The fed is expected to raise interest rates again at its policy meeting next Wednesday as inflation and unemployment have come closer to the central bank’s targets but it will likely also keep an eye on corporate profit margins.

Tough talk on tariffs on imported goods by President Donald Trump, and potential retaliation by China and other countries, may also push up consumer prices further.

A stronger US dollar so far this year may restrain imported inflation, but a rising greenback typically does more to curtail exports by making them more expensive than it does to tamp down inflation by cheapening imports, according to 2015 Boston Fed research.

“Everyone is focused on interest rates. Everyone is focused on trade. But the risk everybody isn’t paying attention to is inflation,” said Charles Bobrinskoy, vice chairman and head of investment group at Ariel Investments.

“There’s a large class of investors who have never invested in inflationary environments.”

  CPI to Rise

After softer-than-expected readings in April, CPI is poised for a pickup in May. It is expected headline CPI to rise 0.3% due to higher gas costs and a stronger core reading. CPI should be up 2.8% from a year-ago.
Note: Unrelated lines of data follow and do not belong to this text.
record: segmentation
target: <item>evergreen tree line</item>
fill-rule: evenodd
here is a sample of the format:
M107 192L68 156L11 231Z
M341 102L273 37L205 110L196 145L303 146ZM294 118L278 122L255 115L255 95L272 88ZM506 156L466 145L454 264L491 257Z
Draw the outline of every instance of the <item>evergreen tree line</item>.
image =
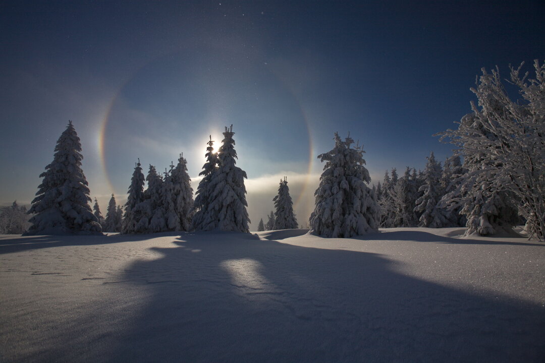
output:
M403 176L398 177L392 168L384 179L374 187L380 207L380 227L445 227L463 226L465 216L461 208L450 208L444 198L459 186L460 177L465 172L460 158L447 158L441 167L433 152L427 158L423 171L416 172L407 167Z
M522 67L521 65L521 67ZM310 216L317 235L350 237L379 226L431 227L463 225L467 234L486 235L524 221L530 237L542 240L545 231L545 64L534 64L536 78L511 67L511 83L522 100L508 97L497 70L483 69L475 94L478 104L462 118L457 130L440 133L441 140L458 146L443 167L433 152L423 172L408 168L398 177L387 171L374 190L365 167L364 151L349 134L336 133L335 147L318 156L325 162L316 205ZM247 232L246 173L236 167L232 125L214 152L208 143L207 161L193 202L186 161L162 176L153 165L146 180L139 162L133 173L124 214L113 199L104 219L105 230L122 233L219 230ZM81 145L71 121L55 148L53 161L28 213L29 234L100 233L102 218L95 202L89 206L88 183L81 170ZM463 161L461 161L463 160ZM259 229L296 227L287 181L281 181L274 199L276 211L260 221Z

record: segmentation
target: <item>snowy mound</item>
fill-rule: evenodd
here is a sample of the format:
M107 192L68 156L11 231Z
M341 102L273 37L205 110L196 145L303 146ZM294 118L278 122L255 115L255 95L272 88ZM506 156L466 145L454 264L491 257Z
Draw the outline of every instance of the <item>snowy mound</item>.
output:
M265 239L269 239L269 241L278 241L280 239L290 238L292 237L302 236L308 233L309 230L280 230L278 231L265 231L264 232L258 232L257 234L259 236L259 237Z

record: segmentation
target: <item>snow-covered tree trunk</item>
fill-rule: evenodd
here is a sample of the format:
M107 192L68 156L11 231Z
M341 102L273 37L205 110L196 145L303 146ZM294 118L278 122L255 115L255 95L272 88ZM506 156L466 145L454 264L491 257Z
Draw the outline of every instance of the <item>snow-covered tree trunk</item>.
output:
M144 196L148 201L148 206L145 206L143 211L150 212L149 222L148 225L148 231L151 232L164 232L167 230L165 219L166 205L166 198L163 193L163 180L157 174L155 167L149 165L149 170L146 180L148 182L148 188L144 192Z
M329 237L350 238L378 229L379 207L364 166L363 150L350 147L335 133L335 146L318 156L325 161L320 185L314 193L316 207L310 224L313 233Z
M297 228L298 224L293 212L293 202L289 195L289 188L288 187L288 181L284 176L283 180L280 181L280 186L278 188L278 195L274 199L275 223L274 230L294 229Z
M0 208L0 235L24 233L30 226L28 219L26 207L20 206L16 200L9 207Z
M432 151L424 170L425 184L419 189L422 195L416 200L415 207L415 211L422 213L419 224L421 227L440 228L449 225L444 210L438 206L444 195L441 187L441 164L435 161Z
M246 172L236 166L238 158L233 139L233 125L226 127L222 145L218 150L219 167L213 174L215 186L208 208L218 211L217 229L221 231L249 232L250 218L246 207Z
M98 221L99 224L102 227L102 230L104 230L104 217L102 217L102 213L100 212L100 207L99 207L99 201L95 198L95 204L93 206L93 211L95 217L96 217L96 220Z
M116 203L116 198L113 196L113 193L112 193L112 198L110 199L108 209L106 211L104 227L102 229L105 232L118 232L116 230L117 217L117 206Z
M271 211L270 214L267 216L267 218L268 219L265 225L265 230L272 231L274 229L274 212Z
M144 174L142 173L140 160L138 159L129 187L129 196L123 215L122 233L143 233L148 229L149 213L143 213L143 206L141 205L146 201L144 183Z
M459 147L469 169L458 198L468 216L468 233L510 230L517 222L512 218L516 208L530 237L545 237L545 64L535 61L533 79L528 73L520 78L522 66L511 68L522 99L510 99L497 67L492 74L483 69L471 89L478 105L471 102L473 113L457 130L439 134Z
M259 224L257 226L257 231L263 232L265 230L265 225L263 224L263 219L261 218L259 220Z
M214 141L211 136L207 143L207 161L203 165L203 170L199 173L203 179L197 187L196 195L192 214L193 228L196 231L210 231L217 227L217 216L219 211L213 209L210 205L212 194L216 188L218 180L216 177L219 160L217 153L214 152Z
M193 189L187 174L187 161L180 154L178 164L168 176L169 207L167 213L168 227L172 230L189 231L191 228ZM165 183L166 183L165 180Z
M69 121L57 141L53 162L40 175L43 180L28 211L35 215L27 234L101 234L89 206L83 158L80 138Z

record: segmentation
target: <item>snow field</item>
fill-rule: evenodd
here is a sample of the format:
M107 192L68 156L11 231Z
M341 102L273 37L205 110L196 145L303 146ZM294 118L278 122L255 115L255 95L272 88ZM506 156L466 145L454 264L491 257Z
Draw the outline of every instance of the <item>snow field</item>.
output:
M543 243L306 231L2 236L0 360L545 356Z

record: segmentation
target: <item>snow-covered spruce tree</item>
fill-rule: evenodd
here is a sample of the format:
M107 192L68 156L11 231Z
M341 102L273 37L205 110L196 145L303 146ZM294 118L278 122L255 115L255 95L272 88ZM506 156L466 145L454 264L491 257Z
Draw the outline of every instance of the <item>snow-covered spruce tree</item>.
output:
M166 200L164 198L163 180L157 173L155 167L150 164L148 175L146 178L148 188L144 192L147 206L142 206L142 212L149 214L148 231L152 233L167 230L165 219Z
M380 199L380 197L382 196L382 186L380 185L380 182L379 182L377 184L375 195L377 196L377 200L379 200Z
M210 231L217 227L219 211L210 207L212 194L216 188L218 180L216 179L219 160L217 153L214 152L214 141L211 135L207 144L206 162L203 165L203 170L199 173L203 179L199 182L195 193L195 200L193 204L192 224L196 231Z
M265 225L263 224L263 219L259 220L259 224L257 226L257 231L263 232L265 230Z
M189 231L191 228L193 189L191 179L187 174L187 163L183 155L180 154L178 164L170 171L168 177L166 187L169 194L170 207L167 213L167 223L171 230Z
M432 151L427 158L428 162L424 170L425 184L420 187L422 196L416 200L415 211L422 213L419 226L430 228L440 228L449 225L444 214L445 210L438 205L444 194L441 187L441 164L435 161Z
M405 174L399 179L392 190L393 227L413 227L416 224L413 212L415 190L410 179L410 168L407 167Z
M471 102L473 113L457 130L439 134L459 147L469 169L459 199L468 234L508 230L516 223L514 206L526 219L530 237L545 238L545 63L534 61L536 78L529 79L528 72L520 78L522 65L510 67L521 99L509 97L497 67L492 74L483 69L471 89L478 104Z
M485 130L474 114L464 116L460 125L461 128L473 128L473 134L485 133L487 137L495 138ZM446 194L441 203L450 209L459 209L465 217L467 236L512 233L513 226L519 222L515 202L508 191L498 187L491 171L500 168L501 164L495 164L486 153L475 152L466 155L464 166L466 172L456 180L457 189ZM482 173L483 170L490 172Z
M237 167L238 158L233 139L233 125L225 128L222 145L217 152L219 166L214 173L212 184L215 188L211 195L209 209L218 211L217 229L221 231L249 232L250 218L246 207L246 172Z
M318 156L326 162L314 195L311 214L312 232L329 237L350 238L377 231L379 207L372 190L369 172L364 166L364 151L349 136L342 141L335 133L335 146Z
M0 235L20 235L30 226L28 214L24 206L17 201L8 207L0 208Z
M100 207L99 207L99 201L97 200L96 198L95 198L95 204L93 206L93 214L95 215L96 217L97 220L98 220L99 224L102 227L102 230L104 230L104 217L102 216L102 213L100 212Z
M265 225L265 231L272 231L274 229L274 212L271 211L270 214L267 216L268 220Z
M465 216L462 214L462 206L459 204L449 206L448 203L448 201L453 197L460 196L458 187L465 173L459 156L453 155L445 161L441 175L441 186L445 195L441 198L438 206L444 210L444 215L453 227L465 226L467 222Z
M116 198L112 193L112 198L108 203L108 209L106 212L106 219L104 220L104 225L102 230L105 232L118 232L116 230L116 218L117 217L117 206Z
M280 180L278 195L272 200L276 211L274 213L274 230L295 229L298 226L297 219L293 213L293 201L289 195L288 180L284 176Z
M147 231L149 219L147 213L142 213L141 205L146 201L144 196L144 174L140 167L140 159L135 167L129 187L129 196L125 204L125 214L121 232L122 233L143 233ZM145 226L143 225L145 224Z
M123 208L121 205L117 206L117 214L116 216L116 232L121 232L123 228Z
M396 169L392 169L392 178L386 170L382 184L380 198L378 200L380 207L380 226L383 228L397 227L395 225L395 210L393 203L393 188L397 183L397 173Z
M81 144L69 121L57 141L53 161L40 175L37 196L28 211L35 213L27 235L101 234L89 202L88 183L81 169Z

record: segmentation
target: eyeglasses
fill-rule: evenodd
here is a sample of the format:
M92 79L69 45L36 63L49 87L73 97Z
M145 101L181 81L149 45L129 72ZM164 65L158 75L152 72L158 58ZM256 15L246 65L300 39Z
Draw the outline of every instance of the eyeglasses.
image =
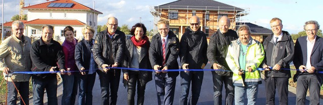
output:
M158 29L158 30L159 30L159 31L166 31L167 30L168 30L168 28L165 28L165 29Z
M191 24L191 26L194 26L194 25L196 25L196 26L198 26L200 25L200 22L198 22L197 23L190 23Z
M118 27L118 24L110 24L110 23L107 23L108 25L110 25L111 26L115 26L115 27Z
M277 25L276 26L271 26L271 27L272 28L275 28L275 27L276 28L278 28L278 27L281 27L281 25L280 24L280 25Z
M89 33L84 33L84 34L85 35L87 35L87 34L92 34L93 33L92 32L89 32Z
M315 29L306 30L305 31L306 31L307 32L315 32L316 31L316 30L315 30Z

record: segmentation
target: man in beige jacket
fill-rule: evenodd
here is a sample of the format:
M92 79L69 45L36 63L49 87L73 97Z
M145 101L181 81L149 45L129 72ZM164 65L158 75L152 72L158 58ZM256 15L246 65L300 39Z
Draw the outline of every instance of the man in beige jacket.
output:
M6 76L12 72L30 71L31 40L23 35L24 24L21 21L14 21L11 26L12 35L0 45L0 69L3 71L5 79L8 81L7 103L16 104L16 87L23 99L20 99L20 104L29 104L30 75L13 74L11 77Z

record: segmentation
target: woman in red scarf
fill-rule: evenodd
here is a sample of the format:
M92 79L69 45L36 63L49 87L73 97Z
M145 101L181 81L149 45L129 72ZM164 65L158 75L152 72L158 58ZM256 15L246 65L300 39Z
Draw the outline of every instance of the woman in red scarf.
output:
M132 26L131 34L133 36L126 41L126 51L124 66L129 68L152 69L148 50L150 42L146 32L147 29L141 23ZM135 104L136 84L137 84L137 104L143 104L146 84L152 79L152 72L134 70L123 70L124 85L128 86L128 105Z

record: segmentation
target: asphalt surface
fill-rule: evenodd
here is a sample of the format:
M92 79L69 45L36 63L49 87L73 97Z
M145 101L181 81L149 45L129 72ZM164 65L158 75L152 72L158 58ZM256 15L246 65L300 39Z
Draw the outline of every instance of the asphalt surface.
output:
M210 65L207 64L205 66L205 69L209 68ZM121 75L122 75L122 74ZM121 77L122 78L122 76ZM264 81L262 79L262 84L259 85L259 90L258 92L258 98L256 101L256 104L265 104L265 91ZM123 86L122 83L122 80L120 80L120 83L119 85L119 89L118 91L118 97L117 104L124 105L127 104L127 89ZM201 91L200 95L200 97L198 100L197 104L199 105L211 105L213 104L213 82L212 80L212 74L209 71L204 71L204 78L203 80L203 83L202 84ZM174 105L179 104L179 97L180 95L180 78L179 75L177 78L176 87L174 98ZM225 91L222 92L223 102L225 101ZM290 91L294 91L294 92L296 91L295 88L289 88ZM58 88L58 98L59 101L59 104L61 103L62 99L62 93L63 92L63 85L60 84ZM238 91L236 91L237 92ZM276 91L277 93L277 91ZM93 87L93 104L100 104L101 102L101 91L100 88L99 80L98 80L98 77L96 77L96 80L94 84L94 87ZM77 104L77 97L75 104ZM135 96L136 98L136 95ZM32 104L32 99L30 98L30 104ZM46 96L44 97L44 101L45 102L45 104L47 104ZM288 104L295 104L296 95L292 92L289 92L288 94ZM275 97L276 104L279 104L278 102L278 96L276 94ZM320 99L322 101L322 99ZM135 100L136 100L136 99ZM247 100L245 100L245 104L246 104ZM309 104L309 101L307 100L306 100L306 104ZM145 100L144 103L145 104L157 104L157 95L156 94L156 89L155 86L155 82L153 79L152 81L149 82L146 85L145 93ZM223 103L224 104L224 103ZM320 102L320 104L323 104L323 103Z

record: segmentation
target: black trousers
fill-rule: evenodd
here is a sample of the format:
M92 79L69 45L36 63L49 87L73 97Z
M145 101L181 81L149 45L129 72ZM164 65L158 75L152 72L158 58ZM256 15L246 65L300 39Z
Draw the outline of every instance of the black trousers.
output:
M299 75L296 86L296 104L305 104L307 89L309 91L309 104L319 104L320 86L315 74Z
M139 72L129 70L128 71L129 81L128 82L128 105L135 104L136 94L136 84L137 84L137 104L143 105L145 98L145 89L147 82L139 77Z
M288 78L266 77L266 104L275 104L276 89L278 90L279 104L288 104Z

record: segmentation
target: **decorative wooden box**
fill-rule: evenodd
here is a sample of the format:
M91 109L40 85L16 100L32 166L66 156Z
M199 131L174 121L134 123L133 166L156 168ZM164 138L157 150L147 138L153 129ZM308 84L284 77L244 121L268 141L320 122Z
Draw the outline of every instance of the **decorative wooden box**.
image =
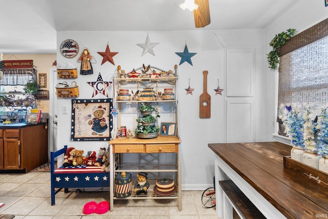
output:
M283 167L312 183L328 189L328 174L324 172L293 160L289 156L283 157Z

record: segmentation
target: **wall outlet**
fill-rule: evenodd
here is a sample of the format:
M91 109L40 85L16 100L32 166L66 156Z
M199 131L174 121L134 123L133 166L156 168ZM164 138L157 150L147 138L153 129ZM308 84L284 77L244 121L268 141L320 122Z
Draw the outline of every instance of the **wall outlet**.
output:
M63 114L67 114L68 113L68 109L67 109L67 106L63 106L62 107L62 109L63 109Z

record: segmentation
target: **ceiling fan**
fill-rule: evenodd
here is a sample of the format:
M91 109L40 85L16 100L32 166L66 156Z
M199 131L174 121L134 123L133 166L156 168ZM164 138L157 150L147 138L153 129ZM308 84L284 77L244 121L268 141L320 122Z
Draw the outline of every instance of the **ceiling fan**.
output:
M195 0L195 4L198 5L198 8L194 10L195 26L198 28L209 25L211 17L209 0Z
M185 0L180 5L183 10L188 8L194 11L195 26L196 28L204 27L211 23L209 0Z

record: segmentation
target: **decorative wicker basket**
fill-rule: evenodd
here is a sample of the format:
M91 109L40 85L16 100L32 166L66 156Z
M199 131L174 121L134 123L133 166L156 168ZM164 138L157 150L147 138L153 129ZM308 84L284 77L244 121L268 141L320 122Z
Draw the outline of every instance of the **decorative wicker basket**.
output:
M71 85L69 85L67 82L58 83L56 87L57 96L58 97L73 97L78 96L78 86L76 82L72 82Z
M57 69L57 74L59 78L76 78L77 77L77 70Z

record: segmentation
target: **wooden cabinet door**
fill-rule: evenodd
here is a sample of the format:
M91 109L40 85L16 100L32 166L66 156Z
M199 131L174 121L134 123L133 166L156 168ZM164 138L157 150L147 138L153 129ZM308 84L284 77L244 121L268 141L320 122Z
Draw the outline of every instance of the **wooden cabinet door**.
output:
M18 138L4 140L4 167L5 169L19 168L20 157L19 142Z

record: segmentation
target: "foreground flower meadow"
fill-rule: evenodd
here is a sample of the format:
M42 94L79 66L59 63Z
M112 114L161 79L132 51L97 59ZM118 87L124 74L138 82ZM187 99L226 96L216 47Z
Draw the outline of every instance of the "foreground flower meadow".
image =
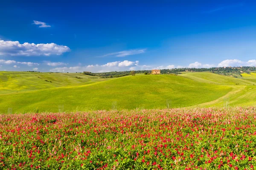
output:
M254 169L255 108L0 115L0 169Z

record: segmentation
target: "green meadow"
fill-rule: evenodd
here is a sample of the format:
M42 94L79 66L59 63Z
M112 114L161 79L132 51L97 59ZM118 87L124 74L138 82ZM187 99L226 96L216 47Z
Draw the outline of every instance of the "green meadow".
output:
M102 79L79 73L0 71L0 113L9 108L23 113L256 105L253 74L236 78L183 73Z

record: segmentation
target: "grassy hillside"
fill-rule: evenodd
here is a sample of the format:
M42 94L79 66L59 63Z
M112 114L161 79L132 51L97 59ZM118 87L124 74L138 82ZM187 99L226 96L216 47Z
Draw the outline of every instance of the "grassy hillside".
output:
M79 79L76 76L81 77ZM0 94L105 81L79 73L0 71ZM47 80L47 81L46 81Z
M198 82L223 85L253 85L250 80L235 78L209 72L184 73L180 76Z
M199 72L90 78L81 74L0 72L0 113L8 108L13 112L37 108L40 112L163 108L166 101L172 108L222 107L227 100L229 105L256 105L253 77Z
M199 88L200 87L200 88ZM110 109L182 107L217 99L232 88L203 83L180 76L168 75L127 76L94 84L64 87L17 94L3 94L2 112L8 108L16 111L58 111L92 108ZM172 103L171 103L171 102Z

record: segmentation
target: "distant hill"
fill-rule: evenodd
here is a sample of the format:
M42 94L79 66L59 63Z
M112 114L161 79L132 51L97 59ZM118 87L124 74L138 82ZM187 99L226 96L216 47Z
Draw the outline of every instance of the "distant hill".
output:
M185 72L102 79L79 73L1 71L0 112L8 108L23 112L223 107L226 100L230 105L253 105L252 75L239 79Z

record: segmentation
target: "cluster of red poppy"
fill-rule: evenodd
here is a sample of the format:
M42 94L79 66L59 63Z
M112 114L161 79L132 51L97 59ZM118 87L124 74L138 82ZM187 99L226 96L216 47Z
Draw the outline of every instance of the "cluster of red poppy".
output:
M256 167L255 108L0 115L0 169Z

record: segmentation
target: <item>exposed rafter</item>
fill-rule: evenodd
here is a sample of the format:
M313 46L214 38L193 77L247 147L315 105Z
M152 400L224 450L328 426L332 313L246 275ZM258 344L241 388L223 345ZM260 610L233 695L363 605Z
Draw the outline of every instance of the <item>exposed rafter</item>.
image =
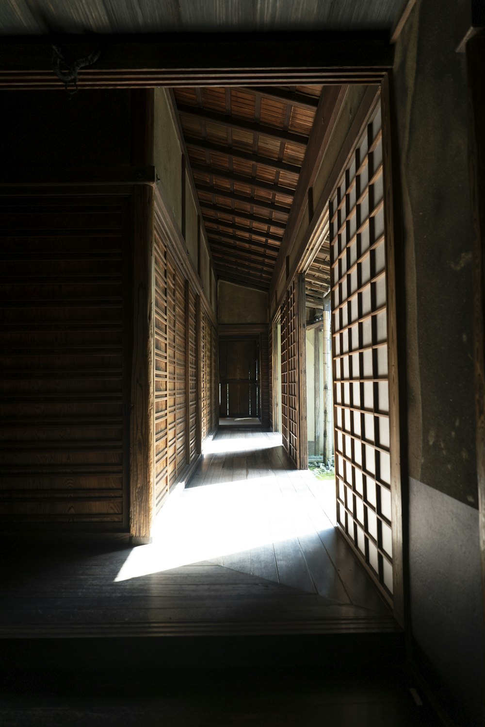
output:
M234 200L235 202L243 202L245 204L253 204L255 206L261 207L262 209L271 209L273 212L280 212L282 214L290 214L289 206L285 207L281 204L274 204L272 202L266 202L262 199L256 199L254 197L246 196L243 194L235 194L234 192L227 192L225 190L217 189L216 187L203 185L200 182L196 182L195 186L197 192L205 192L206 194L213 195L216 197L220 197L221 199L230 199Z
M217 279L227 281L228 283L235 283L236 285L240 285L241 283L244 283L248 288L255 288L256 290L262 290L264 292L268 292L269 285L258 285L258 283L254 281L254 278L251 281L242 281L239 278L233 278L232 276L227 275L224 271L216 270L217 272Z
M248 185L254 189L261 189L265 192L271 192L274 194L283 194L287 197L293 198L295 190L291 188L282 187L280 185L271 184L269 182L264 182L261 180L255 180L251 177L245 177L242 174L235 174L233 172L227 169L219 169L216 166L207 166L203 164L191 164L192 171L200 172L200 174L209 174L216 177L218 179L227 180L229 182L236 182L240 184Z
M229 228L229 230L234 230L235 232L242 232L245 233L246 235L261 237L267 242L276 243L277 245L280 245L282 241L282 238L274 237L274 235L269 235L265 232L261 232L261 230L257 230L256 228L246 228L242 225L235 225L232 222L226 222L223 220L213 220L212 217L207 217L204 218L204 224L205 225L205 231L208 235L211 235L213 233L222 235L228 234L227 230L214 230L212 225L215 225L217 228ZM246 239L248 238L246 238Z
M267 268L271 272L274 267L274 261L266 258L266 256L261 252L256 252L251 250L247 250L243 247L236 247L235 245L224 245L223 244L215 243L212 246L212 254L214 257L214 260L221 257L224 260L226 259L227 252L232 250L237 253L237 260L240 260L241 263L244 264L245 262L253 262L254 265L258 265L261 268Z
M274 254L274 260L276 260L276 256L278 254L277 247L272 247L268 245L263 245L261 243L255 242L254 240L248 240L245 238L232 237L231 235L219 235L216 236L217 233L214 235L209 236L209 241L212 242L225 242L227 243L230 247L235 248L238 244L244 245L251 245L255 249L257 250L265 250L266 252L271 253L272 256ZM245 249L245 248L241 248L241 249Z
M266 126L264 124L247 121L243 119L237 119L226 113L217 113L216 111L206 111L185 103L177 104L177 108L181 116L190 116L201 121L209 121L230 129L237 129L238 131L258 134L260 136L274 139L280 142L286 142L296 146L306 148L308 143L308 138L302 134L294 134L292 132L283 131L281 129Z
M306 94L298 93L298 91L288 91L286 89L278 88L277 86L248 86L244 87L245 91L253 93L255 96L261 96L264 98L270 98L275 101L281 101L283 103L289 103L292 106L298 108L306 108L311 111L314 111L318 106L318 98L315 96L308 96Z
M276 220L270 220L269 217L258 214L256 212L250 214L248 212L232 209L231 207L224 207L219 204L211 204L210 202L205 202L203 200L200 201L200 209L203 212L213 212L218 214L228 214L232 217L239 217L240 220L247 220L249 222L258 222L259 225L268 225L277 230L282 230L283 232L286 229L285 222L282 222ZM213 218L208 217L208 220L212 220Z
M261 154L250 154L248 152L235 148L233 146L221 146L219 144L213 144L211 142L191 136L185 137L185 143L188 147L201 149L203 151L213 151L232 159L250 161L252 164L269 166L271 169L277 169L280 172L288 172L293 174L300 173L301 167L297 164L290 164L277 159L271 159L269 157L262 156Z

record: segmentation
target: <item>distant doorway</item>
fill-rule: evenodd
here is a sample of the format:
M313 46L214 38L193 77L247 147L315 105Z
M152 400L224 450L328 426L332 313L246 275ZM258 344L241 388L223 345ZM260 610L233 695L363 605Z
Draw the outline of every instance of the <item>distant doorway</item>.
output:
M220 417L261 417L259 338L219 339Z

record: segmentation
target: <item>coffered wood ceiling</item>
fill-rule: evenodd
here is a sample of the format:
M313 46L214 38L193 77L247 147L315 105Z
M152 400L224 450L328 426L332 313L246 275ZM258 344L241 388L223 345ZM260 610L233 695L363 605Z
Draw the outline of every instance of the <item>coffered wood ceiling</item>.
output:
M174 91L219 278L269 289L322 93L321 86Z

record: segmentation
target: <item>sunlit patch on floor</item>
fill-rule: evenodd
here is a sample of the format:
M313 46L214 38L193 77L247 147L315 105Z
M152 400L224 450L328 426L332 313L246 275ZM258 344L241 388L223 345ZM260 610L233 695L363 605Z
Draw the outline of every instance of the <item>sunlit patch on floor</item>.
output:
M257 507L256 504L257 503ZM274 475L183 491L157 518L153 542L134 548L116 577L123 581L325 530L320 511L282 497Z

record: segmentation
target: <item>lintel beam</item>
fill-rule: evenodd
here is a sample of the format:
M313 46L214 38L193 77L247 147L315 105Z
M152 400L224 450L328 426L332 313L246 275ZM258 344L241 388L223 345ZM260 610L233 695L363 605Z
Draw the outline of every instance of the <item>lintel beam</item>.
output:
M80 71L80 89L379 84L394 65L388 35L379 32L154 33L139 42L129 35L114 38L93 36L93 51L105 49L91 68ZM85 57L86 35L57 40L66 57ZM46 36L4 39L0 88L61 89L49 48Z
M187 103L177 104L177 111L182 116L190 116L191 119L197 119L201 121L209 121L211 124L217 124L219 126L228 126L230 129L235 129L237 131L250 132L251 134L258 134L267 139L274 139L276 141L285 142L296 146L306 148L308 137L303 134L295 134L293 132L286 132L282 129L277 129L274 126L268 126L264 124L258 124L255 121L248 121L244 119L239 119L227 113L218 113L216 111L208 111L205 108L200 108L198 106L191 106Z

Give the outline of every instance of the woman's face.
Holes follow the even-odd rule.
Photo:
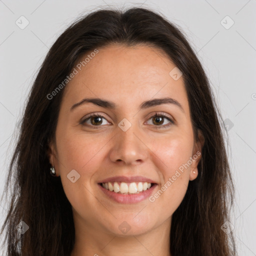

CPI inflation looks set to quickly close in on 3% as the Federal Open Market Committee kicks off its June meeting on Tuesday. “We look for an above-consensus gain of 0.3% for May, pushing the year-over-year change up to 2.8%,” CPI preview said. “Our model predicts the non-seasonally adjusted index rising to 251.47.”

After a miss in April, core inflation should rise 0.2%. May will likely get a modest lift from April’s below-trend reading (0.10% vs. a 12-month average of 0.18%).